OSHA Launches Probe Into Collapse At Tornado-Struck Amazon Warehouse
The Department of Labor's workplace safety arm is investigating the collapse of an Amazon warehouse that caused the deaths of six workers during a tornado that ripped through six states and caused historic levels of devastation.
The Occupational Safety and Health Administration has launched a probe into the catastrophe that is legally required to be completed in six months, Reuters reports. The Amazon facility that sustained a direct hit from a tornado on Friday was a last-mile distribution center known as a delivery station in the town of Edwardsville, Illinois, from which 45 people were confirmed to have escaped alive.
The Edwardsville facility, one of three Amazon operates in the town, opened last July with 40-foot-high walls made of 11-inch-thick concrete — walls that buckled inward under the force of winds that reached at least 158 miles per hour at their peak, qualifying it as an EF-3 tornado according to the National Weather Service, The New York Times reports. It was one of several tornadoes that made landfall Friday, with others causing damage as far south as Mississippi and as far west as Missouri and Arkansas.
The collapse of another industrial building, a factory producing scented candles in Mayfield, Kentucky, caused an even greater loss of life during the extreme weather event, with eight fatalities among workers, Reuters reports. More than 70 people were killed on Friday in Kentucky alone, as 1,000-plus homes were destroyed in the path of the tornado that also felled the two industrial facilities, making it the most destructive national disaster in the state's history, Gov. Andy Beshear said at a press conference, the Times reports.
With their wide footprints and high, single-story walls, warehouses like the Amazon center are among the most vulnerable buildings to the wind damage wrought by tornadoes. Compounding matters are reports from workers in both the Amazon and Mayfield facilities that management discouraged them from leaving the buildings to find shelter when tornado alerts sounded on their phones minutes before impact, Reuters reports.

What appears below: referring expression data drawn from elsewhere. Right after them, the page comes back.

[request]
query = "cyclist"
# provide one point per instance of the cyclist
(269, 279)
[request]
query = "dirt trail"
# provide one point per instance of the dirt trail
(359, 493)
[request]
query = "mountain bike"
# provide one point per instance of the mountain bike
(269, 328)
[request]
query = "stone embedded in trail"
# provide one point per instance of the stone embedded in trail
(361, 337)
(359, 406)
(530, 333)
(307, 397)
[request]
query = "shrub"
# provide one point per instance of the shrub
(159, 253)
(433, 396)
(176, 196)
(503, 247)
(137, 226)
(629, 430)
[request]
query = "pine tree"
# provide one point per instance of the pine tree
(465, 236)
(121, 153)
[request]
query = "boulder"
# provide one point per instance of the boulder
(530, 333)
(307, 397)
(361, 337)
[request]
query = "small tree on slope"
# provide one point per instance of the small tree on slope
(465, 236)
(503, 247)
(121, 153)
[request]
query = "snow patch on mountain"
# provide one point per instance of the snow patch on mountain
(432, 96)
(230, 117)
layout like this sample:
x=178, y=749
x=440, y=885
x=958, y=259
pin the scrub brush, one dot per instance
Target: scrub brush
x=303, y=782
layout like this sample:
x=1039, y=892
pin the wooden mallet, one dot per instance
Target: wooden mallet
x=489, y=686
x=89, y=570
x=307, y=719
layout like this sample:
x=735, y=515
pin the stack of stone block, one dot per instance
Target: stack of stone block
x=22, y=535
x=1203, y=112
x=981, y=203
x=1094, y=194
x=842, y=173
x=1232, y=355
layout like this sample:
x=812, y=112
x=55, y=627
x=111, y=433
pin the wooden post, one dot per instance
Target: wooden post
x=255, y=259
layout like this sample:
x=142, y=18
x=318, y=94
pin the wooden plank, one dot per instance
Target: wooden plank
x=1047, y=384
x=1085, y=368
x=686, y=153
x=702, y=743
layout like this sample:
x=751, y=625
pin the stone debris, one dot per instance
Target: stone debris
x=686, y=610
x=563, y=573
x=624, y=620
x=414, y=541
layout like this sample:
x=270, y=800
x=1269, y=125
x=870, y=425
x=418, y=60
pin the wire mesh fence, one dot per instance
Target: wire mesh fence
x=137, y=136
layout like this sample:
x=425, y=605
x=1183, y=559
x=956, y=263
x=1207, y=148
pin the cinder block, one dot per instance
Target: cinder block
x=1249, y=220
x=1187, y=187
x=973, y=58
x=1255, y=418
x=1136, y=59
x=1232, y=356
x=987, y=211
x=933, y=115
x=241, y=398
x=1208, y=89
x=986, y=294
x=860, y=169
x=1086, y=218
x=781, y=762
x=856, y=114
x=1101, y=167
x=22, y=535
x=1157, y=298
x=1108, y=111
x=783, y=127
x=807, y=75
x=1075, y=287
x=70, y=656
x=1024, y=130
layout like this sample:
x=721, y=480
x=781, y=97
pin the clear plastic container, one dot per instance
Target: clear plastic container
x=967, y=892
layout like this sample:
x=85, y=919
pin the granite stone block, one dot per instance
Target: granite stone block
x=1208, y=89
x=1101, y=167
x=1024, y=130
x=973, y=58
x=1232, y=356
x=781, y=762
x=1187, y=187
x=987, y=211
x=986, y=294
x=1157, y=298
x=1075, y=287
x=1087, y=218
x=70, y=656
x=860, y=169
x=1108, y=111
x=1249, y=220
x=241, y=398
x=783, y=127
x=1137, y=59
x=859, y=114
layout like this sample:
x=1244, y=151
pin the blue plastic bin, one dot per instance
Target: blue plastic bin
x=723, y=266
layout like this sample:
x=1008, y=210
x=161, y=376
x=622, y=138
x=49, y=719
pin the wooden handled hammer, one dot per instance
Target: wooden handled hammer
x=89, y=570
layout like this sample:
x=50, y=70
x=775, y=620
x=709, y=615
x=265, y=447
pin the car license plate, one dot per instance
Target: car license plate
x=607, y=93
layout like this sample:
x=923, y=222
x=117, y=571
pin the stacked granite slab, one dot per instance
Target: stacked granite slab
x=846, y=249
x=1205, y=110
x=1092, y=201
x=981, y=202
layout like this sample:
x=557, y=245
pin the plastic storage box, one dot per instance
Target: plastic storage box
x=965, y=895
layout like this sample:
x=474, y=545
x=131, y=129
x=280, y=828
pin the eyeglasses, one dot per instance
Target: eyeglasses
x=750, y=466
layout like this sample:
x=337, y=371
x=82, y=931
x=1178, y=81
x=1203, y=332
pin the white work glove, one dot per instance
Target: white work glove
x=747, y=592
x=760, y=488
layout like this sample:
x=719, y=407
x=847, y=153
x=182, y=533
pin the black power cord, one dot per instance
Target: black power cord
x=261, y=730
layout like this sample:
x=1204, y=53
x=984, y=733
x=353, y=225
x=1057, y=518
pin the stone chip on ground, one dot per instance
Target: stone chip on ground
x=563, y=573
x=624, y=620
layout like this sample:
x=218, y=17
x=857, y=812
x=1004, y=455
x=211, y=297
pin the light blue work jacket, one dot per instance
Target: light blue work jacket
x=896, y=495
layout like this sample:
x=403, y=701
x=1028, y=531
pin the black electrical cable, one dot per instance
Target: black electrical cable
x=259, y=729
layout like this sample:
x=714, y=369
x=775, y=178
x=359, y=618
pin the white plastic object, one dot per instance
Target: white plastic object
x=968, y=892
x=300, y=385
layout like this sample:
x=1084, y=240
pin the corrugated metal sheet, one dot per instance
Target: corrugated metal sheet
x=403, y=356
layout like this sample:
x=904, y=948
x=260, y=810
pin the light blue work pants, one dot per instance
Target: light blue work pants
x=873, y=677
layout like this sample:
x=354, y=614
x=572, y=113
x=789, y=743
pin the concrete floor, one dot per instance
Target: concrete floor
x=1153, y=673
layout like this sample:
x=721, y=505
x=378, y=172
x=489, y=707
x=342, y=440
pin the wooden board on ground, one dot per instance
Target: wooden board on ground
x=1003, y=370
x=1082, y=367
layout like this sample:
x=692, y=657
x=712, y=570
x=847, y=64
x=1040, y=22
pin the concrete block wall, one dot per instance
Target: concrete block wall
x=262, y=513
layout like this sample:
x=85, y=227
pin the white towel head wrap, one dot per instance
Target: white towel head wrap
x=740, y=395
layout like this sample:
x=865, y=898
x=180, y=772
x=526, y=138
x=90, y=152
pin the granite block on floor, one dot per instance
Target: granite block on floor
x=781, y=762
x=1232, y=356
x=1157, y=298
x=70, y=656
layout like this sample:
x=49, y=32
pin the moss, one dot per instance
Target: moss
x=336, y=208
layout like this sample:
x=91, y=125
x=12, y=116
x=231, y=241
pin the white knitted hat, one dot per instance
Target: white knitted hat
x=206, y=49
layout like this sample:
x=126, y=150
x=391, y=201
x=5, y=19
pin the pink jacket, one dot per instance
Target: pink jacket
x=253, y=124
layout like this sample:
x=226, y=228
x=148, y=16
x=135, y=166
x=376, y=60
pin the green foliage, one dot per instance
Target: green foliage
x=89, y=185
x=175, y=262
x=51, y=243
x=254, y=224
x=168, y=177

Amazon warehouse workers from across the country have said on social media in the days since the tornado that they have rarely, if ever, received workplace training on disaster preparedness or run drills for fires, tornadoes and other such events, The Intercept reports. A spokesperson for Amazon told Reuters that the company is cooperating with the OSHA investigation, adding that it is standard protocol for any workplace fatality.